If the dolphins are not held in small, shallow tanks and enclosures or otherwise mistreated, the programs can provide plenty of incentive for the dolphins to return to tanks or pens at the end of the open ocean period. These incentives are also intriguing to humans and should increase the box office receipts of participating facilities and increase the funding of participating research institutions. Well designed programs could achieve these goals, and generate an income which maintains profitability at the same time. Dolphins socially enticed to interact with humans would not be stressfully captivated. Many species of dolphin are known to seek out human companionship, and because of this, humans have a peculiar interest in dolphins. This has formed the basis for the "draw" dolphin facilities have on the public. The Monkey Mia experience with the feral dolphins of Shark Bay, Western Australia is a unique example of how the open ocean part of the Third Phase concept might work. It should be remembered, though, that the Monkey Mia experience was initiated by the dolphins and as such is different. Unfortunately, the development that has occurred on the beach at Monkey Mia may stress the dolphins to the point that they may leave the area. Careful planning of Third Phase Facilities will be needed to revent this effect.
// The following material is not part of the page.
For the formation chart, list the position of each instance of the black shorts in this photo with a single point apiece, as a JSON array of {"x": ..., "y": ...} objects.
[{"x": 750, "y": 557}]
This paper has introduced a program that can address some of the most pressing environmental and animal protection concerns of recent history. The current level of development of science and technology allows the above program to succeed. There are many implementation aspects to the program that can further assure the success of such an effort but have not been included in this paper because they are of proprietary interest or would distract from the concepts introduced here. Many questions can be resolved with this approach and new areas of research rejuvenated. Among the most important pursuits is the possibility and goal of two-way communication with the mind in a non-human brain larger than the human brain. The philosophical implications of this approach will guide new approaches to how humans treat cetaceans, other animals and the environment.